Carrefour estimait pouvoir déroger à cette recommandation en assortissant la prime de départ d'une clause de non-concurrence (en l'occurrence valable 18 mois, en France, dans le seul secteur de la distribution alimentaire). Mais cet habillage n'était pas du goût du Medef.
Par l'intermédiaire de son haut comité de gouvernement d’entreprise, le patronat français avait sommé Carrefour de s'expliquer sur les indemnités de départ de l'ancien PDG, considérées comme "des déviations sérieuses" au regard du code d'auto-régulation que la société s'était engagée à respecter.
En renonçant à cette prime, Georges Plassat fait disparaître la partie de sa rémunération la moins défendable sur un plan technique. Mais ses larges émoluments, médiatisés dans un contexte social tendu, continueront de choquer l'opinion publique (et, partant, nombre de salariés de Carrefour).

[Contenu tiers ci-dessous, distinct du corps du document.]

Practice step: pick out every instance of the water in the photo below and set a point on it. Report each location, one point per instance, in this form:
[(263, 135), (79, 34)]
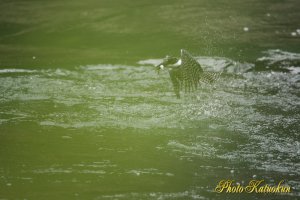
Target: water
[(78, 121)]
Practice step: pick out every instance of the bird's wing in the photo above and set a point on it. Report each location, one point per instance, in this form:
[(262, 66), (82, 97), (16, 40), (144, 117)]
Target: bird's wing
[(209, 77), (191, 72), (175, 78)]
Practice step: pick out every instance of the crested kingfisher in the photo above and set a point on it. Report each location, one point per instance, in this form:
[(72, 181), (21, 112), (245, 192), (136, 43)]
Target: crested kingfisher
[(186, 73)]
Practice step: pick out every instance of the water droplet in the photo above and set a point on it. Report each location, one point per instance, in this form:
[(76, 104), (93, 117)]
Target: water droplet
[(246, 29)]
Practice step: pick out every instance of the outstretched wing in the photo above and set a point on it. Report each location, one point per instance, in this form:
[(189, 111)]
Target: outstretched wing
[(191, 72), (188, 75)]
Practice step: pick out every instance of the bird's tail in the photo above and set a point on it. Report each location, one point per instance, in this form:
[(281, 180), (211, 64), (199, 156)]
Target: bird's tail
[(210, 77)]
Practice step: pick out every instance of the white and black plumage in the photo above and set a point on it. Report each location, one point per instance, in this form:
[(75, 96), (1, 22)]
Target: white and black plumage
[(186, 73)]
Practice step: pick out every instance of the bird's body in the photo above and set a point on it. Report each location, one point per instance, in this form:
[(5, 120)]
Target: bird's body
[(186, 73)]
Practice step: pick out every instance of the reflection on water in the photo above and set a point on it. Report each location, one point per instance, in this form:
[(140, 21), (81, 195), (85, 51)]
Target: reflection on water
[(118, 132)]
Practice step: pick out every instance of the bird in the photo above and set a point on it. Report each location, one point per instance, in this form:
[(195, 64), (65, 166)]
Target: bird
[(186, 73)]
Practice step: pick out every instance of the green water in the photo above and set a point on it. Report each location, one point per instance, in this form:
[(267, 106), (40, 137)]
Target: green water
[(84, 115)]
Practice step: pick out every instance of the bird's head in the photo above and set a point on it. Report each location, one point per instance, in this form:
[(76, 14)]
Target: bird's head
[(168, 62)]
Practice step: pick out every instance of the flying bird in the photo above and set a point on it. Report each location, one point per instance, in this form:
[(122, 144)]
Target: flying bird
[(186, 73)]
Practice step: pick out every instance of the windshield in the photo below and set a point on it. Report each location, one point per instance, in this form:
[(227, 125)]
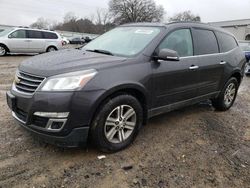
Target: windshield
[(245, 46), (124, 41), (4, 32)]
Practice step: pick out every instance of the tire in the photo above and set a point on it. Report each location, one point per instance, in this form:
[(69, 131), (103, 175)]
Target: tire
[(107, 135), (227, 96), (51, 49), (3, 50)]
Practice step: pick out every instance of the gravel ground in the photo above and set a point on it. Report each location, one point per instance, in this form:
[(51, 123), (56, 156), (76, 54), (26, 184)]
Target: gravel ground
[(192, 147)]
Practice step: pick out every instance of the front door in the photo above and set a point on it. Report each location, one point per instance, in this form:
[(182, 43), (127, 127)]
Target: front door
[(175, 81), (211, 63)]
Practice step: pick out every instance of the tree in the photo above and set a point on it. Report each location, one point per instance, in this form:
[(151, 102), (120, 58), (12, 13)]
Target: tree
[(185, 16), (41, 23), (125, 11), (69, 16)]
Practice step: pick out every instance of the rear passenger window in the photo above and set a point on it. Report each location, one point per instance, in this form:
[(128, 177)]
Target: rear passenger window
[(205, 42), (20, 34), (226, 42), (49, 35), (35, 34), (179, 41)]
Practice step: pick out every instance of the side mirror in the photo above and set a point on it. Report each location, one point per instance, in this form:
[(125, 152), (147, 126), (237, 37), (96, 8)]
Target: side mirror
[(168, 55)]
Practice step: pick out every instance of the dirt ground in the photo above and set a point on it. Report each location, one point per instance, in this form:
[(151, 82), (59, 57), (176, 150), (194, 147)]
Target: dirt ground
[(192, 147)]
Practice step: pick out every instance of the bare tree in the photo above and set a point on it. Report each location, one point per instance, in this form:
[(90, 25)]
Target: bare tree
[(102, 17), (185, 16), (41, 23), (125, 11), (69, 16)]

Son travail à la tête du groupe en 2016 a assuré au dirigeant un revenu total de 9,7 millions d’euros (dont une part variable versée sur plusieurs années). Ses six mois de mandat en 2017 lui auront valu 1,8 million d’euros de revenus.
Mais l'ancien PDG a aussi touché l'an dernier des bonus liés aux résultats des exercices précédents. Certains versements, en retard, se sont même accumulés. Au final, sa rémunération atteint donc 9,2 millions d'euros en 2017 (c'était plus de 13 millions d'euros avec la prime de départ).
Ce montant continuera de faire les choux gras de la presse, qui sans s'embarrasser de détails rapporte ces revenus aux six mois de présence du PDG, et l'assimile donc à un joli cadeau de départ.
Georges Plassat touchera aussi, à vie, une retraite-chapeau de 520.000 euros par an financée par Carrefour. L'ancien dirigeant ne sera toutefois pas resté inactif bien longtemps. Selon Les Échos, il vient d'obtenir un poste de conseiller senior dans une banque d'affaires belge, Degroof Petercam.
Les précédents Daniel Bernard et Lars Olofsson
En 2005, la rémunération de Daniel Bernard, PDG sortant de Carrefour, avait déjà provoqué un tollé médiatique. Il était prévu que le dirigeant perçoive plus de 9 millions d'euros d'indemnité de départ, assortis d'1,2 million d'euros par an de retraite-chapeau. La justice, à l'époque, s'était emparée du dossier et avait fini par annuler ce parachute en or massif.
En 2012, les généreuses conditions de départ de Lars Olofsson, au bilan décevant, ont également suscité la polémique. Notamment parce que Carrefour avait réintroduit pour lui la mécanique de la retraite-chapeau (abandonnée après l'épisode Daniel Bernard) et, pour gonfler le chèque, lui avait accordé 12 années d'ancienneté fictives, prises en compte dans le calcul de la prime.